Recently, Tang Yongbing, a researcher at the Functional Thin Film Materials Research Center of the Institute of Advanced Technology, Shenzhen Institute of Advanced Technology, Chinese Academy of Sciences, and his research team successfully developed a high-performance sodium ion battery with multi-ion design strategy through design innovation. Related research results A Multi -Ion Strategy towards Rechargeable Sodium-Ion Full Batteries with High Working Voltage and Rate Capability ("Multi-Phase Design Strategy for High Voltage, High Magnification Sodium Ion Full Battery") published online in the international chemical journal Angewandte Chemie International Edition ("German Applied Chemistry" 》) (DOI: 10.1002/anie.201810575).

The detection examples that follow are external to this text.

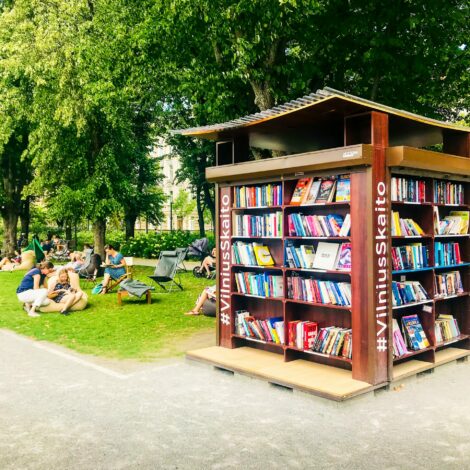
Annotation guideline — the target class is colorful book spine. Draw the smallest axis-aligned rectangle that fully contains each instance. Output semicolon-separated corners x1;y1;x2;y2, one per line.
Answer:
234;183;282;208
391;176;426;203
434;180;464;205
287;276;351;307
233;211;282;238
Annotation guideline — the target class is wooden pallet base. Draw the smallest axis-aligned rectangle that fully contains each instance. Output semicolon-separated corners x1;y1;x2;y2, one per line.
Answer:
186;346;386;401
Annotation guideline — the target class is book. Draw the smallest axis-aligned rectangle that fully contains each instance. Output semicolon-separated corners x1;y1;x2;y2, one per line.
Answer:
253;245;274;266
315;179;336;203
335;176;351;202
290;178;313;206
401;314;429;351
313;242;340;270
303;179;321;205
336;243;351;271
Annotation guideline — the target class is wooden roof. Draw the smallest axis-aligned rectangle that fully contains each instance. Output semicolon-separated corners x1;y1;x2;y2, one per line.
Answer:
173;87;470;140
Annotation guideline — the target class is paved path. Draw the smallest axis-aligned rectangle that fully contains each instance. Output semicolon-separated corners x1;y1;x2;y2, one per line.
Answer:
0;330;470;470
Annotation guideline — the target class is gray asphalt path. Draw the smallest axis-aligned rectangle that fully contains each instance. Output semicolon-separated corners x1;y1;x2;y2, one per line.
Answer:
0;330;470;470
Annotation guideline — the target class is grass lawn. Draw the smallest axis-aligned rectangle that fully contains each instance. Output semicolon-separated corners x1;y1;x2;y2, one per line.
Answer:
0;266;215;361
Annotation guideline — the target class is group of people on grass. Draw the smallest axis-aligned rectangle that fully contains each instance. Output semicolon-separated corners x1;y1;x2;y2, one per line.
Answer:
5;237;216;317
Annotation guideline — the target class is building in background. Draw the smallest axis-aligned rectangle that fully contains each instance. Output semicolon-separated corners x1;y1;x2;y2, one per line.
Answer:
136;142;199;231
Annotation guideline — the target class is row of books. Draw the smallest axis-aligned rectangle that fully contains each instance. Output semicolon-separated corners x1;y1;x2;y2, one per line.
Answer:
235;272;284;297
390;176;426;203
392;281;429;307
434;314;460;343
434;180;465;204
313;326;352;359
233;211;282;238
433;206;470;235
392;243;429;271
392;314;430;357
392;212;424;237
286;240;351;271
234;183;282;208
232;241;274;266
235;310;285;344
434;242;462;266
287;276;351;307
434;271;464;297
290;175;351;206
287;320;318;349
287;214;351;237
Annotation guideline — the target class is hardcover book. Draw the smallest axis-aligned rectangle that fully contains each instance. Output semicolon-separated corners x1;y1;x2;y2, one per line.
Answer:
290;178;312;206
313;242;340;270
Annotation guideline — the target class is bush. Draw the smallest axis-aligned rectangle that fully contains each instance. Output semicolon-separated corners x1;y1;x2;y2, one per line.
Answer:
121;230;214;258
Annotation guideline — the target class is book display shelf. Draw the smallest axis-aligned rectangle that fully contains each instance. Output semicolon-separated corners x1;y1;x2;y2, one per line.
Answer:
173;89;470;400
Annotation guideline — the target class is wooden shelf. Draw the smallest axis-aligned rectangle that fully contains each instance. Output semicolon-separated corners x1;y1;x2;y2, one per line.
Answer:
393;346;434;362
392;299;434;310
232;334;284;349
286;346;352;364
286;299;351;312
436;335;470;348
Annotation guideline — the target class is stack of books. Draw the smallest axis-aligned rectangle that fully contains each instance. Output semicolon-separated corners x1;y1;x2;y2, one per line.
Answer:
433;206;470;235
290;175;351;206
392;212;424;237
391;176;426;203
287;320;318;349
434;242;462;266
401;314;429;351
392;318;409;357
434;180;464;205
434;314;460;343
235;310;285;344
287;276;351;307
392;281;429;307
235;272;284;297
392;243;429;271
313;326;352;359
434;271;464;297
233;211;282;238
234;183;282;208
287;214;351;237
232;241;274;266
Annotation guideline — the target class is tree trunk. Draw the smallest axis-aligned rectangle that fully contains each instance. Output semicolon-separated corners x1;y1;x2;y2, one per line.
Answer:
203;183;215;227
65;222;73;241
196;187;206;238
124;214;137;240
20;197;31;240
93;219;106;260
2;206;18;255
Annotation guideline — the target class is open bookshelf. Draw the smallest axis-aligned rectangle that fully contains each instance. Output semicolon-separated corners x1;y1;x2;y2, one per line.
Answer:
177;89;470;396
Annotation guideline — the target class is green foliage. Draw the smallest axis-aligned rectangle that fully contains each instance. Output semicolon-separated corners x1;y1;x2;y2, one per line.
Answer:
121;230;214;258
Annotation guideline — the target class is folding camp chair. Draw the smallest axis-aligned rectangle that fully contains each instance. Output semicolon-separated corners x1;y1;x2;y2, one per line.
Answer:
106;257;134;292
175;247;189;273
149;251;183;293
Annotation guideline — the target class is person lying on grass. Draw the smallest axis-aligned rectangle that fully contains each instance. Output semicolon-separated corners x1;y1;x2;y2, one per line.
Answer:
185;286;217;315
47;269;83;315
16;261;54;317
101;245;126;294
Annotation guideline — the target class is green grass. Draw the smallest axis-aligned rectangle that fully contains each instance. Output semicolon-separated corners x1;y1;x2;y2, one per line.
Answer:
0;267;215;361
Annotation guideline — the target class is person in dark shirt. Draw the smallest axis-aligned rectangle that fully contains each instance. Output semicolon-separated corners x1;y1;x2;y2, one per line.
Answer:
16;261;54;317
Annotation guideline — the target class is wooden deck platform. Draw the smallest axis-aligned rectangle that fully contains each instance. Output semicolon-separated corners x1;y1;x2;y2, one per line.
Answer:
186;346;386;401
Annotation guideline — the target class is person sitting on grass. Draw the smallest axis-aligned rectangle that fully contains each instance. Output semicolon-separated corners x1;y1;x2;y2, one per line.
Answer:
16;261;54;317
199;248;217;279
101;245;126;294
185;286;217;316
0;251;21;271
47;268;83;315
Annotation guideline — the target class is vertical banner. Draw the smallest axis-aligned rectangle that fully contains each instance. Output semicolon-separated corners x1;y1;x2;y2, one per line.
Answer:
371;112;392;383
217;186;232;348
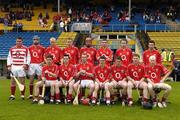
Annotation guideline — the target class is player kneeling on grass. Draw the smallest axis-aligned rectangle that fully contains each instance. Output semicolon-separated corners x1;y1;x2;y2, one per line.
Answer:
33;54;59;103
55;54;75;104
109;57;128;106
92;56;111;105
127;54;148;106
145;56;172;108
74;54;94;99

Among the alkali metal elements, sodium has the advantages of abundant reserves and low price. Therefore, sodium ion batteries have broad application prospects in the fields of large-scale energy storage. However, the standard electrode potential of sodium (-2.71 V vs. SHE) is high. In lithium (-3.04 V vs. SHE), the sodium ion battery has a lower operating voltage. In addition, due to the larger sodium ion radius (Na: 0.98 angstrom vs. Li: 0.69 angstrom), the transmission kinetics are poor. And it is easy to cause larger electrode material to expand, which limits the rate and cycle performance of sodium ion battery.
Based on the above considerations, Tang Yongbing and his team members Jiang Chunlei, Fang Yue et al. successfully developed a novel sodium ion full cell with a multi-ion design strategy (Na+/Li+/PF6-). The positive electrode material is expanded graphite, and the negative electrode can be used simultaneously. A metal material that alloys with Na and Li, and integrates the current collector/active material design, and uses a multi-ion designed Na+/Li+/PF6-organic electrolyte. This multi-ion design strategy has two major advantages: On the one hand, the use of anion (PF6-) intercalated graphite has a high potential, which significantly improves the operating voltage of the sodium ion battery; on the other hand, the multi-ion design strategy can effectively improve the reaction kinetics of the battery and reduce the metal negative electrode. The volume expansion during alloying greatly improves the rate performance and cycle life. The results show that the sodium ion battery designed by this strategy has an operating voltage of up to ~4.0 V; and up to 30 C (2 min charge and discharge) The rate performance and cycle life of 500 cycles (capacity retention rate 95%, 5 C rate). The research results provide a new way to improve the electrochemical performance of sodium ion batteries. Never thinking.
The research was funded by the National Natural Science Foundation of China, the STS project of the Chinese Academy of Sciences, and the Shenzhen Science and Technology Project.
(a) charge and discharge curves of tin negative electrode; (b, c) Na, Li and Sn undergo reversible co-alloying reaction; (d) anion (PF6-) intercalated graphite has good reversibility; (e) tin negative electrode The electrochemical stress test proves that the alloying reaction has good mechanical reversibility; (f) the diffusion path of Na and Li atoms in the Sn lattice and the corresponding diffusion energy barrier (g); the alloy phase NaSn (h) and Density map of Li2Sn5 (i).